In the wake of the Nashville Statement, LGBTQ Christians make the case that they’re still part of the church.
I was scrolling through my Twitter feed as the news about The Council on Biblical Manhood and Womanhood’s Nashville Statement broke -- a document claiming to define the limits of “Christian faithfulness” in regards to human sexuality and gender roles. I sat there as certain pastors tweeted about it, proclaiming “joyful sadness” and admonishing the light that it shines into the darkness of our world.
Clicking through, it was difficult to believe the words I was reading. Not only did the document do the expected by proclaiming that anyone who identifies as a sexual minority or transperson is not and cannot be a faithful follower of Christ, it took things a step further. The Nashville Statement condemns anyone who holds an affirming and supportive view of LGBT people as being “outside the bounds of Christian faithfulness” and denies that Christians can agree to disagree on this issue.
As a gay Christian, the beliefs of the CBMW aren’t surprising to me, they’ve been around for a while. What is surprising is the extent at which they are going to box people out of the church. Not only is the document laden with shoddy theology, it draws a line in the sand where Scripture never does. This theology has direct impact upon the lives of LGBT people: it is a theology of death and destruction. It cuts entire groups of people off from the redeeming work of Jesus and attempts to force people into a box made up of rules and regulations. Jesus never had kind words for the people who did this during his ministry.
Yet, as I reflect upon the idea of “Christian faithfulness” I’m reminded that no statement, no new creed attempting to kick me out of the church can define the bounds of Christ’s love. These misguided pastors and theologians do not have the power to exclude me from the work of Jesus on the cross -- and no matter how hard they try, I am still a part of the church.
I am still within the bounds of Christian faithfulness because I am a follower of Jesus, I have “confessed with my mouth ‘Jesus is Lord’” and I deeply believe. I see the fruits of the spirit manifesting themselves in my life and the lives of countless others as I continue to work in LGBT faith communities.

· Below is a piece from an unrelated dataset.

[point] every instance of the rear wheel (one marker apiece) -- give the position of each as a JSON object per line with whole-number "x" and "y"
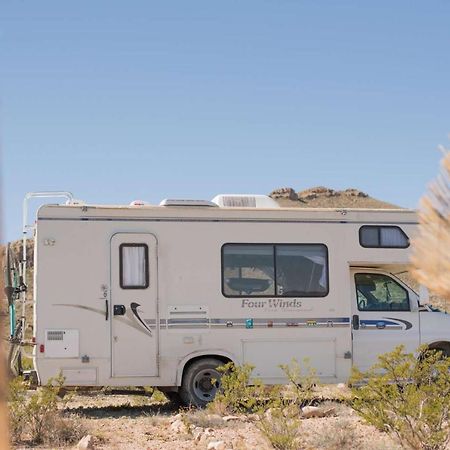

We carve out spaces for ourselves within the church daily, laying claim to the fact that in Jesus “there is no male and female” and He died for people just like us -- regardless of our sexuality, regardless of our gender identity.
This document feels like a millstone being tied around our already heavy necks. The “joyful sadness” being proclaimed from the steeples feels like gloating as they toss our bodies into the depths, doing nothing to lighten or ease the load. The writers of the document claim grace, truth, and love, but I only see hard lines, turned backs, and hardened hearts. And while I want to approach the people who wrote this document with an open heart as my siblings in Christ, it’s hard to look them in the eyes knowing that they are condemning us to hell unless we twist and force and bend and break ourselves to fit into their rigid boxes.
The bounds of Christ’s love are so much bigger than the CBMW claims. As the old sunday school song goes, “deep and wide, deep and wide, there is a fountain flowing deep and wide” -- a fountain of abundance and spacious room for gender and sexual minorities. We sit within the bounds of Christian faithfulness because we are faithful Christians, following the teachings of Christ, and ministering to a broken and hurting world. Our love flows directly from the Trinitarian nature of the Godhead and as we continue to live into who we are made to be that love will change the world.